In twee recente zaken waarin Legalis advocaten betrokken was, werd telkens nogmaals het belang duidelijk van het verschil tussen ‘(af)leveren’ en ‘lossen’.

Overeenkomstig het algemeen verantwoordelijkheidsprincipe zoals vastgelegd in art.17, lid 1, CMR-verdrag wordt het vervoer beëindigd door de AFLEVERING (DELIVERY – LIVRAISON) van de goederen.

Aflevering in de zin van het vervoersrecht en het CMR-verdrag is de handeling waarbij de vervoerder de hoede over de goederen met de uitdrukkelijke of stilzwijgende instemming van de goederenbestemmeling opheft en deze laatste in de gelegenheid stelt de werkelijke hoede en de zorg over deze goederen uit te oefenen.

Daartoe is niet noodzakelijk de LOSSING (UNLOAD – DECHARGEMENT) van de goederen vereist. Aflevering is een juridisch begrip dat niet gelijk te schakelen is met de materiële lossing der goederen. De aflevering gebeurt op het ogenblik dat de goederenbestemmeling de beschikking over de goederen verwerft.

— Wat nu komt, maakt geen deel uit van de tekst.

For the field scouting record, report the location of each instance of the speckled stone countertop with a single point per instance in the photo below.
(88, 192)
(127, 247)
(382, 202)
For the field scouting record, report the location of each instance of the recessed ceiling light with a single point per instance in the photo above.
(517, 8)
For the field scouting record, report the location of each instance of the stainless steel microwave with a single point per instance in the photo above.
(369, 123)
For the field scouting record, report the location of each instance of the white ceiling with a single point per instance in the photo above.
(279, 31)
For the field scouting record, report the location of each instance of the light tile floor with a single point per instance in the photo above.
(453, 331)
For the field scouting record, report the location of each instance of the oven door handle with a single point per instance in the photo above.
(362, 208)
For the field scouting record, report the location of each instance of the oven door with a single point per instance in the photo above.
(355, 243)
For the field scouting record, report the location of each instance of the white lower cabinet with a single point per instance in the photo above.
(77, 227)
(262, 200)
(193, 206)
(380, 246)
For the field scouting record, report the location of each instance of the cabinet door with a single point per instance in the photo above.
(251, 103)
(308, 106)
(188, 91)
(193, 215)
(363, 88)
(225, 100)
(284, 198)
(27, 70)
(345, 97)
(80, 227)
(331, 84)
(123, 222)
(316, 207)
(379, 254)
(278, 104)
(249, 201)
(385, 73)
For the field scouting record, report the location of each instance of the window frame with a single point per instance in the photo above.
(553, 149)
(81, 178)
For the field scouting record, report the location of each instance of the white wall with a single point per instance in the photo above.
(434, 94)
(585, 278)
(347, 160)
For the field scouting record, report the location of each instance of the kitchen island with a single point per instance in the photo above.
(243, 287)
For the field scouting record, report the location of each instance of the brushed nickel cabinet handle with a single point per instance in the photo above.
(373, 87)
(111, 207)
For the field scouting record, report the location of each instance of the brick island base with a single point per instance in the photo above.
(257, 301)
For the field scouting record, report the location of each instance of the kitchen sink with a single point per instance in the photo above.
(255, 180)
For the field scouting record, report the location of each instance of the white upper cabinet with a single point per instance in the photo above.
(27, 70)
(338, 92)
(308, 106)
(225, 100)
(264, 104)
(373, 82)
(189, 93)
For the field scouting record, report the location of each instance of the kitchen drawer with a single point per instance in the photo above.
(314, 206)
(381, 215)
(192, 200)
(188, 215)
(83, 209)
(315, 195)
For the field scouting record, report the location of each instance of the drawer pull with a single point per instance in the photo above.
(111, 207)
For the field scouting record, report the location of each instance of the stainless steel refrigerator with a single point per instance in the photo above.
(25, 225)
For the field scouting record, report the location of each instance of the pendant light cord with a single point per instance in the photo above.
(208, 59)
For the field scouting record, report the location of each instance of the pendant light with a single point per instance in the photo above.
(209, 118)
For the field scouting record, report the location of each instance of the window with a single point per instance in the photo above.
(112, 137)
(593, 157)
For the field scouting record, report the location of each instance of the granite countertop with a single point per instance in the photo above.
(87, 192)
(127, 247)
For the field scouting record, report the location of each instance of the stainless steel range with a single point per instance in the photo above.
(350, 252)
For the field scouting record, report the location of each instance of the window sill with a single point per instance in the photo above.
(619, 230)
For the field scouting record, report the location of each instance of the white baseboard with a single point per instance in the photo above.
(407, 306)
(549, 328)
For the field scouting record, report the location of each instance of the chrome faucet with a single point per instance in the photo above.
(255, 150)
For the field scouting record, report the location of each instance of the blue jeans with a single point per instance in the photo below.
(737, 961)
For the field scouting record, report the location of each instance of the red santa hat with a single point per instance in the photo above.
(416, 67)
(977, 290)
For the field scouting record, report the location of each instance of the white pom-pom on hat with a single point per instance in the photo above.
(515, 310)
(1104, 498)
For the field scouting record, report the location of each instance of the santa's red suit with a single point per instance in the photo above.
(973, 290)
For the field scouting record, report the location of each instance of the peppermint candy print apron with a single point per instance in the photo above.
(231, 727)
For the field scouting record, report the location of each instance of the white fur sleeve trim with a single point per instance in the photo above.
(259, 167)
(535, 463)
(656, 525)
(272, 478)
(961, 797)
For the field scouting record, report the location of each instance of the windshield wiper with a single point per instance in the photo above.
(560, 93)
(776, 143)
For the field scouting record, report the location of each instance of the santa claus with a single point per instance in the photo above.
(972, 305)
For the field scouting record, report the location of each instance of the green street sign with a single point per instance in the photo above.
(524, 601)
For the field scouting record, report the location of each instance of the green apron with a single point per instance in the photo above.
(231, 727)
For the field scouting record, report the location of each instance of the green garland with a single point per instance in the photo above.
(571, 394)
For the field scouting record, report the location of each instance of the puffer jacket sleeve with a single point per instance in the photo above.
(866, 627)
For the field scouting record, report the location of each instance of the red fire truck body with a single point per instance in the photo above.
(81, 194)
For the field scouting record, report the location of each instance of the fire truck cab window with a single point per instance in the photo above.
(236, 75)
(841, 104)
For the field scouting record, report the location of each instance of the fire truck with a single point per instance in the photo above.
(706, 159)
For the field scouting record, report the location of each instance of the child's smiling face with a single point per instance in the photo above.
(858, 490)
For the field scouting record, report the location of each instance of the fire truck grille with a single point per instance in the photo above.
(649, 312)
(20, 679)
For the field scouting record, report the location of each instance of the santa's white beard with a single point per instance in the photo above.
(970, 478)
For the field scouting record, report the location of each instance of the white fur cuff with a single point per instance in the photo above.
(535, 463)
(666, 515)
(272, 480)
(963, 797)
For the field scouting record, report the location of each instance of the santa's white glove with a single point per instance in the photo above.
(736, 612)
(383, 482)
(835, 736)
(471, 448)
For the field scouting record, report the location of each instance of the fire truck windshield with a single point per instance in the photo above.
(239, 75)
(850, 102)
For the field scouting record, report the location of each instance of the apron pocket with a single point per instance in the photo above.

Inzake tankvervoer wordt bijvoorbeeld vaak aangenomen dat de aflevering gebeurt door de aanvaarding van de goederen door de goederenbestemmeling na een eerste weging, goedgekeurde staalname, ondervraging van de vervoerder en visuele controle door de ploegbaas van de goederenbestemmeling. Immers op dat ogenblik verwerft de goederenbestemmeling de beschikking over de lading en neemt hij de leiding op zich over de lossingsactiviteiten.

Dit betekent dat de taken van de vervoerder met betrekking tot het lossen best nauwkeurig overeengekomen worden. Enkel wanneer de vervoerder de verbintenis heeft opgenomen om ook voor het lossen in te staan, is er sprake van een aflevering die volgt op de lossing.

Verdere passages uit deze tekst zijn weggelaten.